The overarching goal of our research is to understand how cells maintain a balanced type I interferon response to ensure effective antimicrobial defense while avoiding sterile inflammation. By studying the molecular mechanisms that underly nucleic acid sensing, we aim to identify new targets for therapeutic intervention in autoinflammatory conditions and to inspire strategies to promote immunosurveillance in cancer.
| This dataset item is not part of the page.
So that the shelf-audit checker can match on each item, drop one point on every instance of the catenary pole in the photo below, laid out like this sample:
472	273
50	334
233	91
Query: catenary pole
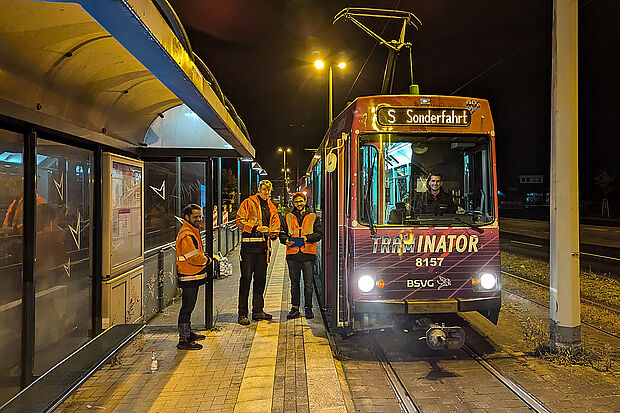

The focus of our research is to understand how precisely type I interferons are induced in different disease contexts. What type of endogenous RNA molecules activate RNA sensors? What mechanisms do cells have in place to prevent this? And what happens if these mechanisms fail? We are using novel methods, such as iCLIP (individual-nucleotide UV crosslinking and immunoprecipitation) and CRISPR/Cas9, to understand the molecular basis of self/non-self recognition by the nucleic acid sensors of the innate immune system. Ultimately, this work will allow us to steer sterile inflammatory responses into a certain direction and to use it to our own advantage.